Funny coincident I was just working on the same "problem". I'm interested in the direction of adversarial training etc. What I did was to insert a LocallyConnected2D Layer after the input and then train with data which is all one and has as targets the class of interest.
As model I use
batch_size = 64
num_classes = 10
epochs = 20
input_shape = (28, 28, 1)
inp = tf.keras.layers.Input(shape=input_shape)
conv1 = tf.keras.layers.Conv2D(32, kernel_size=(3, 3),activation='relu',kernel_initializer='he_normal')(inp)
pool1 = tf.keras.layers.MaxPool2D((2, 2))(conv1)
drop1 = tf.keras.layers.Dropout(0.20)(pool1)
flat = tf.keras.layers.Flatten()(drop1)
fc1 = tf.keras.layers.Dense(128, activation='relu')(flat)
norm1 = tf.keras.layers.BatchNormalization()(fc1)
dropfc1 = tf.keras.layers.Dropout(0.25)(norm1)
out = tf.keras.layers.Dense(num_classes, activation='softmax')(dropfc1)
model = tf.keras.models.Model(inputs = inp , outputs = out)
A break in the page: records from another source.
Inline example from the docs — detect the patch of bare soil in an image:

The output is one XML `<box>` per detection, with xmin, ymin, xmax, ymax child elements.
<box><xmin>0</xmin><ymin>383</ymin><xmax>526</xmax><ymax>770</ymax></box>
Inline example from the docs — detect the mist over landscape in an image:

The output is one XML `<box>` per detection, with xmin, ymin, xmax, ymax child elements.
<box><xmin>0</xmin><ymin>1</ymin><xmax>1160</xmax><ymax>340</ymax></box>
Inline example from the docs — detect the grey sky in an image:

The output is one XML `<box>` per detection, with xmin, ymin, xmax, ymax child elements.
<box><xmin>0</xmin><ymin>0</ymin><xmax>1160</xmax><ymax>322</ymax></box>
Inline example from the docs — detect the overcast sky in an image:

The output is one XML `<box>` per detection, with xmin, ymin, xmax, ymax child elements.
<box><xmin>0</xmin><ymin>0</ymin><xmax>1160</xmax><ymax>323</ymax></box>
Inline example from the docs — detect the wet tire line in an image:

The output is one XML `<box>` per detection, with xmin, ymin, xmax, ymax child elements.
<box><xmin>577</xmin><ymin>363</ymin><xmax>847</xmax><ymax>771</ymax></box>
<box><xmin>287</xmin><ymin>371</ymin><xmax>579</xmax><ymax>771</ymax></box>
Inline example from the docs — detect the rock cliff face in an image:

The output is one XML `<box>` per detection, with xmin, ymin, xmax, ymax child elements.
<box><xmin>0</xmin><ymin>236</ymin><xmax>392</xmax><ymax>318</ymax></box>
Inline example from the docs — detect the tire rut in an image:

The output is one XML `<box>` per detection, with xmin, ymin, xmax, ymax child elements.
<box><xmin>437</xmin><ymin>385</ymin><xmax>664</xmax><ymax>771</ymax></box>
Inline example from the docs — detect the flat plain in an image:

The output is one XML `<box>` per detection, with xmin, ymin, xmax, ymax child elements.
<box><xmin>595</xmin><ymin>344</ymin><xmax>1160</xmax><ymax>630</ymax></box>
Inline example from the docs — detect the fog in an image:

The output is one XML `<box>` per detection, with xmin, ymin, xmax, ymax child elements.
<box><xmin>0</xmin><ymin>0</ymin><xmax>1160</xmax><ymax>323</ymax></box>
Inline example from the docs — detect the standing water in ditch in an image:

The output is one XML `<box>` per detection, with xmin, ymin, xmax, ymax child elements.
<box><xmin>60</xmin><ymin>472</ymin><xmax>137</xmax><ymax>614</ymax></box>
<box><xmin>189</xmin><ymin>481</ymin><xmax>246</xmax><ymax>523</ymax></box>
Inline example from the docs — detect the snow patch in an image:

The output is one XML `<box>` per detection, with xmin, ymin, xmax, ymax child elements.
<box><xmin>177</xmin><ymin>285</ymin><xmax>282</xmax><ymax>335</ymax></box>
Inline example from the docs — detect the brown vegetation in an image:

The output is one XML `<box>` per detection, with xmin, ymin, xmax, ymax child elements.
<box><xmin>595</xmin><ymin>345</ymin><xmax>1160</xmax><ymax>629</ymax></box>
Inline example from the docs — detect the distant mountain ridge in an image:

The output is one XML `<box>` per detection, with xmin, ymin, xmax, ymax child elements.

model.compile(loss=tf.keras.losses.categorical_crossentropy,
optimizer=tf.keras.optimizers.RMSprop(),
metrics=['accuracy'])
model.summary()
after training I insert the new layer
def insert_intermediate_layer_in_keras(model,position, before_layer_id):
layers = [l for l in model.layers]
if(before_layer_id==0) :
x = new_layer
else:
x = layers[0].output
for i in range(1, len(layers)):
if i == before_layer_id:
x = new_layer(x)
x = layers[i](x)
else:
x = layers[i](x)
new_model = tf.keras.models.Model(inputs=layers[0].input, outputs=x)
return new_model
def fix_model(model):
for l in model.layers:
l.trainable=False
fix_model(model)
new_layer = tf.keras.layers.LocallyConnected2D(1, kernel_size=(1, 1),
activation='linear',
kernel_initializer='he_normal',
use_bias=False)
new_model = insert_intermediate_layer_in_keras(model,new_layer,1)
new_model.compile(loss=tf.keras.losses.categorical_crossentropy,
optimizer=tf.keras.optimizers.RMSprop(),
metrics=['accuracy'])
and finally rerun training with my fake data.
X_fake = np.ones((60000,28,28,1))
print(Y_test.shape)
y_fake = np.ones((60000))
Y_fake = tf.keras.utils.to_categorical(y_fake, num_classes)
new_model.fit(X_fake, Y_fake, epochs=100)
weights = new_layer.get_weights()[0]
imshow(weights.reshape(28,28))
plt.show()
Results are not yet satisfying but I'm confident of the approach and guess I need to play around with the optimiser.